Two implementations are provided in the code:
* FSFileAbstraction
* InMemoryFileAbstraction
whereas the first actually works with the filesystem and the latter
works with an in-memory HashMap that is used as filesystem.
Further, the trait `FileAbstractionInstance` was introduced for
functions which are executed on actual instances of content from the
filesystem, which was previousely tied into the general abstraction
mechanism.
So, the `FileAbstraction` trait is for working with the filesystem, the
`FileAbstractionInstance` trait is for working with instances of content
from the filesystem (speak: actual Files).
In case of the `FSFileAbstractionInstance`, which is the implementation
of the `FileAbstractionInstance` for the actual filesystem-hitting code,
the underlying resource is managed like with the old code before.
The `InMemoryFileAbstractionInstance` implementation is corrosponding to
the `InMemoryFileAbstraction` implementation - for the in-memory
"filesystem".
The implementation of the `get_file_content()` function had to be
changed to return a `String` rather than a `&mut Read` because of
lifetime issues.
This change is store-internally and the API of the store itself was not
affected.
## The StdIo backend {#sec:thestore:backends:stdio}
Sidenote: The name is "StdIo" because its main purpose is Stdin/Stdio, but it
is abstracted over Read/Write actually, so it is also possible to use this
backend in other ways, too.
### Why? {#sec:thestore:backends:stdio:why}
This is a backend for the imag store which is created
from stdin, by piping contents into the store (via JSON or TOML) and piping the
store contents (as JSON or TOML) to stdout when the the backend is destructed.
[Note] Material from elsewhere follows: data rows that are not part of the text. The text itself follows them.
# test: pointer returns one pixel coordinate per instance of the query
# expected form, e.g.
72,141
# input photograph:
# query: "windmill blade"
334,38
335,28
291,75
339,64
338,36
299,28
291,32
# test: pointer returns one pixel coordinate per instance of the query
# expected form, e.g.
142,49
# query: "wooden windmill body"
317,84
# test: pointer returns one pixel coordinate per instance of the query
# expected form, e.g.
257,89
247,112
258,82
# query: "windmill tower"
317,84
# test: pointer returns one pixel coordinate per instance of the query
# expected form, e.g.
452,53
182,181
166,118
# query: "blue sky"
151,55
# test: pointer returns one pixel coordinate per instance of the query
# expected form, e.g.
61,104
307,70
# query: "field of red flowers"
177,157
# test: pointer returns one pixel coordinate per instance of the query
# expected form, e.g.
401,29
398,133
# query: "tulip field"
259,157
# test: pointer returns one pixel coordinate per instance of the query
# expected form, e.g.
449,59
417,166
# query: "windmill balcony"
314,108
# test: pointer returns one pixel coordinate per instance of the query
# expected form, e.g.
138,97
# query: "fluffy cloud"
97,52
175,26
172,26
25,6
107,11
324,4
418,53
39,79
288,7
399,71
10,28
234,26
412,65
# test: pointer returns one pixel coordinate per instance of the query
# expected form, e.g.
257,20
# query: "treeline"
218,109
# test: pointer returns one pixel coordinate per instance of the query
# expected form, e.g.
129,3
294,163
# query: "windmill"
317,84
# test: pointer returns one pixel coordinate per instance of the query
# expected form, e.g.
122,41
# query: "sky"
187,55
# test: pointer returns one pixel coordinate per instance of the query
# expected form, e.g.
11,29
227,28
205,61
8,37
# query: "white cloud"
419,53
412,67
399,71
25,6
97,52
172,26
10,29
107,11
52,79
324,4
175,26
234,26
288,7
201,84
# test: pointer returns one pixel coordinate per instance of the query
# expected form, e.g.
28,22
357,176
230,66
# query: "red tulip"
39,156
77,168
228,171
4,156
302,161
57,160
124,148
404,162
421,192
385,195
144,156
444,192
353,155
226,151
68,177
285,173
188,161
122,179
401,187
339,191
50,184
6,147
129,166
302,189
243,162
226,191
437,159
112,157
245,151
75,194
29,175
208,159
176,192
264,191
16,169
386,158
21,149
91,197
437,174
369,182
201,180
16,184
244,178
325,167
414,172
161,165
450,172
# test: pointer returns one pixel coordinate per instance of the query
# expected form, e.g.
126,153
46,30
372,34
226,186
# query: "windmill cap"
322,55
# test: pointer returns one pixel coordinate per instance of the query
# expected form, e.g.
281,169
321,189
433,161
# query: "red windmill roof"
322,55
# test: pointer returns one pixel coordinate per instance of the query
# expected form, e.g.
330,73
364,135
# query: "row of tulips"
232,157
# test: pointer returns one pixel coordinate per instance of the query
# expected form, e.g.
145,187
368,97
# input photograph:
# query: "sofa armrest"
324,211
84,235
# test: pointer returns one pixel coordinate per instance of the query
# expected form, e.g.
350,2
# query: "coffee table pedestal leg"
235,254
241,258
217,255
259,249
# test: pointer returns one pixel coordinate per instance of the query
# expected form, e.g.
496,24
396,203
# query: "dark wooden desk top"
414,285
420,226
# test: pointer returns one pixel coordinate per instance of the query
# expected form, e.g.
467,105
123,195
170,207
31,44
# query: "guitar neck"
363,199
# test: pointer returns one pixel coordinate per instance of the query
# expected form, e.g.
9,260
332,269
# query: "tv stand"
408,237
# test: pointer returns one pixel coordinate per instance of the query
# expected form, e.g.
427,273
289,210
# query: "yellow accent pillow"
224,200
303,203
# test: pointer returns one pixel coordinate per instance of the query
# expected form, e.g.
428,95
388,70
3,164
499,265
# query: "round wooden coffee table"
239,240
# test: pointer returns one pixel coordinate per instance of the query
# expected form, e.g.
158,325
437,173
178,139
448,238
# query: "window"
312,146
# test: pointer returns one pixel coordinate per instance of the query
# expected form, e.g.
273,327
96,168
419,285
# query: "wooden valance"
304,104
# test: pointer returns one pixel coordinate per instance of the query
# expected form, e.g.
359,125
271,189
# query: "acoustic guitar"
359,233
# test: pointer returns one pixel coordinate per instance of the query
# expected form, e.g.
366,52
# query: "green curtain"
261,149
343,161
This is one of some components which make command-chaining in imag possible.
With this, the application does not have to know whether the store actually
lives on the filesystem or just "in memory".
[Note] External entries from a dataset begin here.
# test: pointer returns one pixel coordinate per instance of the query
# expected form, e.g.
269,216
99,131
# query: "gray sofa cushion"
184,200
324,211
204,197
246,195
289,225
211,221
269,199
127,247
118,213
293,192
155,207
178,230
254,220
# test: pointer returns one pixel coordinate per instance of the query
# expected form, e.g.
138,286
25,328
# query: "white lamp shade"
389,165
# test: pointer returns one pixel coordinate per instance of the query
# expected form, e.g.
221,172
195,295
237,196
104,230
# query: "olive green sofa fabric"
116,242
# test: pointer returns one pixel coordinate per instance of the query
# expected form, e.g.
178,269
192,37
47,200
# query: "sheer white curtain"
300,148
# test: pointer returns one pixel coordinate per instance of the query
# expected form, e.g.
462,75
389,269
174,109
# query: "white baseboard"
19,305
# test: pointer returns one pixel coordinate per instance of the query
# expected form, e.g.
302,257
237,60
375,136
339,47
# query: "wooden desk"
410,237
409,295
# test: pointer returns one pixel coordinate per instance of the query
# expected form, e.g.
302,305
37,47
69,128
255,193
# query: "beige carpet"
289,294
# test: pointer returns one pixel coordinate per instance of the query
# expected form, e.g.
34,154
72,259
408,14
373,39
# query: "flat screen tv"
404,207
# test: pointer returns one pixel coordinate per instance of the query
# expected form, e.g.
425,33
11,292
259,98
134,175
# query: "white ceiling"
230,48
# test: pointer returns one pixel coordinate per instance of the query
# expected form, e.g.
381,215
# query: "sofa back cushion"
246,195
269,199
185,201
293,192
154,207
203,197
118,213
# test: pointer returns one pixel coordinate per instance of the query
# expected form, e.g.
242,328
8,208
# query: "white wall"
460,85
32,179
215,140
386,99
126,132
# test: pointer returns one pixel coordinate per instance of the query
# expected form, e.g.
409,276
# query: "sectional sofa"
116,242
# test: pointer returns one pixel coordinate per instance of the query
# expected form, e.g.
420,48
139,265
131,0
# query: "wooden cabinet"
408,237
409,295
### Mappers {#sec:thestore:backends:stdio:mappers}
The backend contains a "Mapper" which defines how the contents get mapped into
the in-memory store representation: A JSON implementation or a TOML
implementation are possible.
The following section assumes a JSON mapper.
The backends themselves do not know "header" and "content" - they know only
blobs which live in pathes.
Indeed, this "backend" code does not serve "content" or "header" to the `Store`
implementation, but only a blob of bytes.
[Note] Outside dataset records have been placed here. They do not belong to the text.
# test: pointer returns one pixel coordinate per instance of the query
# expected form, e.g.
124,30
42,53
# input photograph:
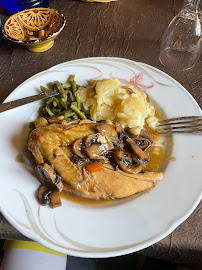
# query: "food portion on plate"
115,153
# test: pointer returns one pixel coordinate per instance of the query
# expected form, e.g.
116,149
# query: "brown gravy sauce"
159,155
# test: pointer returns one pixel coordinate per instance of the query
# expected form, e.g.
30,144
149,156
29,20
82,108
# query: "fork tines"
189,124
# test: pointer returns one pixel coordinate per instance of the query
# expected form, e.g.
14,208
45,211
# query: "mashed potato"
125,105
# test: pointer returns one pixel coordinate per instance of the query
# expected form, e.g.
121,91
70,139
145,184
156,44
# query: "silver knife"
19,102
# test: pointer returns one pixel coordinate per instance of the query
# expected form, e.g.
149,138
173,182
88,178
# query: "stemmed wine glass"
182,41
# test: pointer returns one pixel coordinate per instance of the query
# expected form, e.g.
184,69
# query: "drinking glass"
13,6
182,41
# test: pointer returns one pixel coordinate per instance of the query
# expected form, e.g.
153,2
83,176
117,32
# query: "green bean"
68,115
84,110
44,89
74,86
65,111
66,85
49,101
71,97
61,117
50,85
60,88
62,102
79,113
32,125
54,103
49,111
66,104
56,110
71,78
78,101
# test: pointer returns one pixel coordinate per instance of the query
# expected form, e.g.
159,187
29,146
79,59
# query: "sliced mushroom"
122,159
48,177
106,129
122,135
142,156
144,142
97,149
88,140
41,122
80,161
77,147
55,199
43,194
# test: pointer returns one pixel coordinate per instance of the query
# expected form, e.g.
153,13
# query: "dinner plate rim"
145,243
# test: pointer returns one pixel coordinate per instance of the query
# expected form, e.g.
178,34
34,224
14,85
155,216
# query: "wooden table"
129,29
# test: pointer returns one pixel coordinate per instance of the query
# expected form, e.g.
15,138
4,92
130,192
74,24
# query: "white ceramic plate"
114,229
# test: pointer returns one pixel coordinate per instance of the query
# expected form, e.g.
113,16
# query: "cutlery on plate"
187,124
19,102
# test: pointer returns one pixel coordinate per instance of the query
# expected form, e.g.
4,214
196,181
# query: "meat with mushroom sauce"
69,154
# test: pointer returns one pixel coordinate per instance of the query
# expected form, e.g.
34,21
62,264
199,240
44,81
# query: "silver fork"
187,124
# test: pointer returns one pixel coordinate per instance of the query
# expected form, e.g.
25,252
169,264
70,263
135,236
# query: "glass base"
178,59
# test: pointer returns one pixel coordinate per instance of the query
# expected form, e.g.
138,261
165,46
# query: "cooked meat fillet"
52,144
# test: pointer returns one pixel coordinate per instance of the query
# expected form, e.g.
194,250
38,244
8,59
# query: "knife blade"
19,102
Anyways, the JSON-protocol for passing a store around _does_ know about content
and header (see @sec:thestore:backends:stdio:json for the JSON format).
So the mapper reads the JSON, parses it (thanks serde!) and translates it to
TOML, because TOML is the Store representation of a header.
But because the backend does not serve header and content, but only a blob,
this TOML is then translated (with the content of the respective file) to a
blob.
This is then made available to the store codebase.
This is complex and probably slow, we know.
To summarize what we do right now, lets have a look at the awesome ascii-art
below:
```
libimag*
|
v
IO Mapper FS Store FS Mapper IO
+--+-------------+---------+--------+---------+--------------+--+
| | | | | | | |
JSON -> TOML -> String -> Entry -> String -> TOML -> JSON
+ TOML
+ Content
```
This is what gets translated where for one imag call with a stdio store backend.
The rationale behind this implementation is that this is the best implementation
we can have in a relatively short amount of time.
### The JSON Mapper {#sec:thestore:backends:stdio:json}
The JSON mapper maps JSON which is read from a source into a HashMap which
represents the in-memory filesystem.
The strucure is as follows:
```json
{
"version": "0.3.0",
"store": {
"/example": {
"header": {
"imag": {
"version": "0.3.0",
},
},
"content": "hi there!",
},
},
}
```
### TODO {#sec:thestore:backends:todo}
Of course, the above is not optimal.
The TODO here is almost visible: Implement a proper backend where we do not need
to translate between types all the time.
The first goal would be to reduce the above figure to:
```
libimag*
|
v
IO Mapper Store Mapper IO
+--+------+--------+-------+--+
| | | | | |
JSON -> Entry -> JSON
+ TOML
+ Content
```
and the second step would be to abstract all the things away so the `libimag*`
crates handle the header without knowing whether it is JSON or TOML.